Wittnebel v. Loughman

11 F. Supp. 571 | S.D.N.Y. | 1935

PATTERSON, District Judge.

The suit is in equity by a stockholder of a failed national bank against the receiver to obtain inspection of the books and records of the bank. The receiver’s motion to dismiss the amended bill was denied. Wittnebel v. Loughman (D. C.) 9 F. Supp. 465. The receiver then answered. The present motion is by the plaintiff to strike out the separate defense set forth in the answer as insufficient in law; also, to strike out the balance of the answer as insufficient in law and tendering no issue to be tried.

While the answer contains denials of several portions of the amended bill as well as denials of knowledge or information as to other portions, there is no denial of the essential facts on which the plaintiff’s amended bill is based. The defendant does not deny that the plaintiff is a stockholder in the failed bank, that the defendant is the receiver and in possession of the bank’s books and records, that the plaintiff has made charges of flagrant malfeasance in office against former officers and'directors of the bank, that the plaintiff has demanded access to the books and records, and that access has been refused. In the separate defense, the defendant avers that' as receiver he is faithfully performing the duties of his office; that he has made reports to his superior, the Comptroller of the Currency, relative to all questionable actions of former officers and directors that have come to his attention; that his refusal to permit the plaintiff to examine the books has not been arbitrary, but has been in performance of what he conceives to be his duty.

If the court was correct in sustaining the sufficiency of the amended bill, it must follow that the separate defense interposed is insufficient in law. It has already been decided in this case that a stockholder has a right to examine the books and records of a failed national bank where such examination is sought in good faith, is gerjnane to his interests as stockholder, and will not be disruptive of efforts at reorganization. The existence of these conditions is not disputed in the answer. It is of no present importance that the receiver is performing his duties and has made reports to the Comptroller. The motion to strike this defense should be granted.
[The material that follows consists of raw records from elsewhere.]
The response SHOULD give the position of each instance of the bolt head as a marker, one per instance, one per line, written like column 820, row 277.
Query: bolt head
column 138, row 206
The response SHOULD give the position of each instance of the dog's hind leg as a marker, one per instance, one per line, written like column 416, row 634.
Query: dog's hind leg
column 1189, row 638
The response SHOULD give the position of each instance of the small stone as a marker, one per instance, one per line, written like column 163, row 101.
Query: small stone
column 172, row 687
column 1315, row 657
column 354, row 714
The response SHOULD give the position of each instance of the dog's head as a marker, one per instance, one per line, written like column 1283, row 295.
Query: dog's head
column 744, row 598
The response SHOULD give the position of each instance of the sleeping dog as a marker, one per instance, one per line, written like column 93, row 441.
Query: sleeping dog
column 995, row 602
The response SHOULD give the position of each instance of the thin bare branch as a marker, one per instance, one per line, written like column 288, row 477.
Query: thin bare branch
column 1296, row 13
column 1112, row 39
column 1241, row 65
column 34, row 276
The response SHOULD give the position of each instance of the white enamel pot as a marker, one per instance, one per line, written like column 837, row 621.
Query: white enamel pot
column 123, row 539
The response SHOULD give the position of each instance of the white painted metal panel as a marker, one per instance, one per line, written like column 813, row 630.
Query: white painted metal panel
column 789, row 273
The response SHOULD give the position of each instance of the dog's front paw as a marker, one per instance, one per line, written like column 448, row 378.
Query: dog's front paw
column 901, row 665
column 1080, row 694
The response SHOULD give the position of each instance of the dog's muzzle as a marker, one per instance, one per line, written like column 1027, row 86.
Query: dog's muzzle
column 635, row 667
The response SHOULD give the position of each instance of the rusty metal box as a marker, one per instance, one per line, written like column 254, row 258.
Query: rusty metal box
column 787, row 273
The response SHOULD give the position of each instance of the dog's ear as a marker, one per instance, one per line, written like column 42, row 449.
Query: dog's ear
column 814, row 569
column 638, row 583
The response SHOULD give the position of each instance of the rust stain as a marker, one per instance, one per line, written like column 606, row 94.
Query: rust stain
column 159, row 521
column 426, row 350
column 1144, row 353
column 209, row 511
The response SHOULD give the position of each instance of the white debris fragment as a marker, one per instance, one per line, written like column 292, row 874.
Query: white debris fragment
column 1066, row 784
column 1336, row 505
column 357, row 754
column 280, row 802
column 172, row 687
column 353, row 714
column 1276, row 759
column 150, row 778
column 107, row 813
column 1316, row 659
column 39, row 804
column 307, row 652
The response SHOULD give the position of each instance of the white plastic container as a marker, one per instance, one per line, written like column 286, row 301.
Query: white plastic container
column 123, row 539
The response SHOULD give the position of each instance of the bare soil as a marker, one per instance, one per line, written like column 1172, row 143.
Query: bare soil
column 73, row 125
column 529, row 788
The same is true of the part of the answer consisting of admissions and denials. The denials are of matters that are not essential and might have been omitted from the amended bill. On the pleadings the plaintiff is entitled to the discovery sought. There will be an 'order that the answer is insufficient in law and that the plaintiff is entitled to a decree of discovery. As the matters in controversy are of importance and have apparently never been passed on by the higher courts, I will give the defendant a stay of twenty days within which to appeal.